# Programming in Python for Data Science

# Final Project

##Submitted by : Aditi Jaswal

# Foreword

##This notebook will be showing some exploratory data analysis for the Disney dataset located https://data.world/kgarrett/disney-character-success-00-16. We will explore about the data and then find important questions. Later in the notebook, we will try to answer those questions using descriptive analysis

# About the dataset

##There are 5 datasets related to disney, i.e, movies, characters, revenue, directors and voice-actors. My main analysis is for disney movie dataset. Walt Disney Studios serves as the cornerstone upon which The Walt Disney Company was established. Over the years, this division has been responsible for the creation of a vast catalog of over 600 films, with its inaugural release, "Snow White and the Seven Dwarfs," dating back to 1937. While a significant number of these cinematic endeavors achieved great success, a few encountered less favorable outcomes. This notebook embarks on an exploration of a dataset encompassing Disney movies, aiming to delve into the factors that underlie the success of these cinematic productions.[website](  https://goodboychan.github.io/python/datacamp/data_science/machine_learning/statistics/2020/08/23/01-Disney-Movies-and-Box-Office-Success.html )

I am going to use 3 datasets, i.e,
* **disney_movies_total_gross.csv**
* **disney-director.csv**
* **disney-voice-actor.csv**

In **disney_movies_total_gross.csv** , there are 6 columns, i.e, movie_title(title of the movie), release_date(date of release for the movie), genre(drama, adventure, musical, comedy, action) MPAA_rating(PG, PG-13, R, G) total_gross(total box office collection), inflation_adjusted_gross(Actual profit made by the movie) 

In **disney-director.csv**, 2 columns,i.e Name(Name of the movie) and director(director of the movie) are there.

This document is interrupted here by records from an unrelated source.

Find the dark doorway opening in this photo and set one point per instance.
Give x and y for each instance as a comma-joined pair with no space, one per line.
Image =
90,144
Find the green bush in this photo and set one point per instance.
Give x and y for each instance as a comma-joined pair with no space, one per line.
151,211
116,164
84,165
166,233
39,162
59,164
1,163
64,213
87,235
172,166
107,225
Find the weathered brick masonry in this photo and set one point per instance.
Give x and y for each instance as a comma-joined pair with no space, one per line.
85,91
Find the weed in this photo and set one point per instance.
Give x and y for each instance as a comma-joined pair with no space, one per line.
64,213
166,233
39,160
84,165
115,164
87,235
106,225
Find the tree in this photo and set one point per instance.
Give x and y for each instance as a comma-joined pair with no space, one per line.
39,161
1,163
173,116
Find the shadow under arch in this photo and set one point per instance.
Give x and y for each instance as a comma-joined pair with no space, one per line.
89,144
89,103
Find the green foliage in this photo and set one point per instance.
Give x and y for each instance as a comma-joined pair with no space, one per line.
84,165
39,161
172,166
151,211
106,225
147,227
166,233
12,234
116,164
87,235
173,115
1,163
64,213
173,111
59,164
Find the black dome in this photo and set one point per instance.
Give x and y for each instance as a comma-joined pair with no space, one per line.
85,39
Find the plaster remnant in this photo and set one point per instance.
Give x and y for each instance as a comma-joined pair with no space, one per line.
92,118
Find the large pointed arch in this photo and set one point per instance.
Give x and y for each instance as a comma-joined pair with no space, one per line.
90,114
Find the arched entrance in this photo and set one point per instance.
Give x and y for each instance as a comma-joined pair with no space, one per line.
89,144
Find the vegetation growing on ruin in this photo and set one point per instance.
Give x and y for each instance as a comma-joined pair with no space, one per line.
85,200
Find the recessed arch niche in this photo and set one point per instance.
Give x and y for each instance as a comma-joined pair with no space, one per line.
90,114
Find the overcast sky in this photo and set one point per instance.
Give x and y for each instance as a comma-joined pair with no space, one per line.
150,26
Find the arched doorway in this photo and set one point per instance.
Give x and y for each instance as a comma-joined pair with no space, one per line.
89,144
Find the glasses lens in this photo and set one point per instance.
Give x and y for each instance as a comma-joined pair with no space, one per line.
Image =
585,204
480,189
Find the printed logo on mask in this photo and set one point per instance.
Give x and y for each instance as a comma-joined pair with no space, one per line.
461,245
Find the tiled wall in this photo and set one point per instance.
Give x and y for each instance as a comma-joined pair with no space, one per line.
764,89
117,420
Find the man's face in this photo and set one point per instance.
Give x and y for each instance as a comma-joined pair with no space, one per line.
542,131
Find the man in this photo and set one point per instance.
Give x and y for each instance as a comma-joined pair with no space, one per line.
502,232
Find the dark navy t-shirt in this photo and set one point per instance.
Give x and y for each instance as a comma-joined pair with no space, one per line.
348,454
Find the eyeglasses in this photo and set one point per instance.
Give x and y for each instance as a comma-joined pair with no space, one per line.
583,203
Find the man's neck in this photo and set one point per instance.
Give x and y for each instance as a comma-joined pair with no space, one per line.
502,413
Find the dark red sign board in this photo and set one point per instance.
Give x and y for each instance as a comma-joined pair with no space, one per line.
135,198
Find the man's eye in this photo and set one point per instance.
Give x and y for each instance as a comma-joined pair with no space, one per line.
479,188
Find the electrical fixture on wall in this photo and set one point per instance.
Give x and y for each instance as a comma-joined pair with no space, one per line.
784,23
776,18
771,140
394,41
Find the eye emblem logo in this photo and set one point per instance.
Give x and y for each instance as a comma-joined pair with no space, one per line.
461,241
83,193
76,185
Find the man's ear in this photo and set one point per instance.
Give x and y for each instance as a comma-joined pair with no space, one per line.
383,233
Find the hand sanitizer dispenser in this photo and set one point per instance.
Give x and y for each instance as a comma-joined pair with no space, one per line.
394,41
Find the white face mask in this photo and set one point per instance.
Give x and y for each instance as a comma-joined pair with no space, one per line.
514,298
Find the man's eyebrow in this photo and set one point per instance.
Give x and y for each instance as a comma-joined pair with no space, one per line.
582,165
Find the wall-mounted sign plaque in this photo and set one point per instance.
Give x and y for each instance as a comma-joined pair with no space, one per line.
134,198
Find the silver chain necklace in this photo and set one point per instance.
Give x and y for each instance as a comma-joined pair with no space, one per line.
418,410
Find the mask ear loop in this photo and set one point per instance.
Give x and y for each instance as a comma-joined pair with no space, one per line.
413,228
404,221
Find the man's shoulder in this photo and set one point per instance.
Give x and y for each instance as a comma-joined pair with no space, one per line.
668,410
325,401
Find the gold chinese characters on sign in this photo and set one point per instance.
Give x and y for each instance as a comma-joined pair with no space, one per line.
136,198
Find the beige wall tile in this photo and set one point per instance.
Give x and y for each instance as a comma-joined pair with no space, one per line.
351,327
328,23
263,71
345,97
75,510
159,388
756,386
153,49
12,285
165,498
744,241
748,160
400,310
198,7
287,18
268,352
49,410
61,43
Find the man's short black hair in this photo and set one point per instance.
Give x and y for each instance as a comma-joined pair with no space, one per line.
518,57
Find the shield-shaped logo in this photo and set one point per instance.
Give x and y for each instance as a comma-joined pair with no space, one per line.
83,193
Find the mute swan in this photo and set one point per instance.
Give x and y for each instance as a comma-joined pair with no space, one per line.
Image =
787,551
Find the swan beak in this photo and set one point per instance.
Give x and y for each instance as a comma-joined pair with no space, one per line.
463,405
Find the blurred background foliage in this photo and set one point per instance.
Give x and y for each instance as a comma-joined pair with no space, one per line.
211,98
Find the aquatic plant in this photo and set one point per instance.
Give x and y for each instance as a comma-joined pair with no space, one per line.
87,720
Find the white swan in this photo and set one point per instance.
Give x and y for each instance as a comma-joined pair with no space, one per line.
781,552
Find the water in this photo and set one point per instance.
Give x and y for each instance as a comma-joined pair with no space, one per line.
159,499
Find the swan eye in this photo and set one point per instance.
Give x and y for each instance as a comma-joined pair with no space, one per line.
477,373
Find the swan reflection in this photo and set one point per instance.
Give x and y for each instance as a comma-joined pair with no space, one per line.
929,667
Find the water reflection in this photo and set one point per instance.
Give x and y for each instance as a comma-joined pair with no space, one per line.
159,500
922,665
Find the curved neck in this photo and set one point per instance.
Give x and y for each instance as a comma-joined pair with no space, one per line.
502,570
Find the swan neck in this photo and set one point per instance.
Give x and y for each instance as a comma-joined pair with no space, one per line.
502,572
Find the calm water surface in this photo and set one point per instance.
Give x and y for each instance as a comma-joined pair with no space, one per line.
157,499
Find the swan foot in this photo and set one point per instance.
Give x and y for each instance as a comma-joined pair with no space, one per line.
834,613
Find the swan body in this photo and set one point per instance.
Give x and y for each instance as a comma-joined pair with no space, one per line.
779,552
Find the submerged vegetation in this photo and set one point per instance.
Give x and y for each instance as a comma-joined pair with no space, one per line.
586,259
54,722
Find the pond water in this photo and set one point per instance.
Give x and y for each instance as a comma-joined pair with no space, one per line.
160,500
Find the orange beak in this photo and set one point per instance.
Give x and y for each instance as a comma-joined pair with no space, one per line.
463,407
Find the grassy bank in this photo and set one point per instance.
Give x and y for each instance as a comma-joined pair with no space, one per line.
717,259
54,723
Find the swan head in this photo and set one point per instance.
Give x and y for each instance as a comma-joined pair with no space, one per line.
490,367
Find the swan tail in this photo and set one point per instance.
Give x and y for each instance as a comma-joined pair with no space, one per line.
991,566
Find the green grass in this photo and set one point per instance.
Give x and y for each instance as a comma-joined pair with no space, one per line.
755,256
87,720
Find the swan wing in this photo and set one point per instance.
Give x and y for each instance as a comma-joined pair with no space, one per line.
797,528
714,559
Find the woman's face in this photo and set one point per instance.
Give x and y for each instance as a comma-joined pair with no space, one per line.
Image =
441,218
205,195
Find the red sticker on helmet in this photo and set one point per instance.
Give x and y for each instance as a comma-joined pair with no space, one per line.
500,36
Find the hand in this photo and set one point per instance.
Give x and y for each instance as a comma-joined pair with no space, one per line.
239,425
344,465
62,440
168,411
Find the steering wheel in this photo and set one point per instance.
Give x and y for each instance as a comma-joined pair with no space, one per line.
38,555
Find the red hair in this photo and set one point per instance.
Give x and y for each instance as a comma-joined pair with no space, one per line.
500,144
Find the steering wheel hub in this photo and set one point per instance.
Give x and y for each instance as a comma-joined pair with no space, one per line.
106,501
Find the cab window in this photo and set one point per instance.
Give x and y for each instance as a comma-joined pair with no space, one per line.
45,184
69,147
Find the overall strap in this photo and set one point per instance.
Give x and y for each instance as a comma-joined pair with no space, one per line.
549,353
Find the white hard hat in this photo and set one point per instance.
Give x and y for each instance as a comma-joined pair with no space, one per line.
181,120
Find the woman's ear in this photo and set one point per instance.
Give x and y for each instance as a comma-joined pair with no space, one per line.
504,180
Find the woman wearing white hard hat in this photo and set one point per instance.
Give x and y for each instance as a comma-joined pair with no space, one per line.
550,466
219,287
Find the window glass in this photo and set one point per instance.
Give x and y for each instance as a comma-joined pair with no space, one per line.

In **disney-voice-actor.csv**, 3 columns, character(character name whose voice is given), voice actor(name of the voice actor) and movie(Name of the movie)are there. 


# Questions of Interest

#### In this notebook, I will be finding top 10 movies which did best business on box office, best movie from each genre. Also, I will be exploring if MPAA_rating impacted the popularity of movies or not. 
#### Also, I am going to check the popularity trends for all 5 genre in disney movies. 
#### For, director and voice datasets, I am going to merge them in one dataset and explore which director used maximum number of voice artists, and the movie which used maximum number of voice artists

# Import libraries needed for this lab
import pandas as pd
import random
import test_assignment6 as t
import altair as alt
import string
import inspect
from hashlib import sha1

In [None]:
# Import libraries needed for this lab
import pandas as pd
import random
import altair as alt
import string
import inspect
from hashlib import sha1
import matplotlib.pyplot as plt


In [None]:
movies = pd.read_csv("data/disney_movies_total_gross.csv")

In [None]:
movies.head()

In [None]:
movies.describe()

In [None]:
movies.info()

## Here we see that datatype of all the column is object. Lets convert them to correct datatype so we can perform analysis

In [None]:
# Remove dollar signs and commas from the "inflation_adjusted_gross" column
movies['inflation_adjusted_gross'] = movies['inflation_adjusted_gross'].str.replace('$', '').str.replace(',', '')

In [None]:
#Convert the "inflation_adjusted_gross" column to integer
movies['inflation_adjusted_gross'] = movies['inflation_adjusted_gross'].astype(int)

In [None]:
movies['total_gross'] = movies['total_gross'].str.replace('$', '').str.replace(',', '')

In [None]:
#Convert the "total_gross" column to integer
movies['total_gross'] = movies['total_gross'].astype(int)

In [None]:
movies['release_date'] = pd.to_datetime(movies['release_date'])

## lets find out top 10 movies which did the best business in the market:

In [None]:
top_movies = movies.sort_values('inflation_adjusted_gross', ascending=False)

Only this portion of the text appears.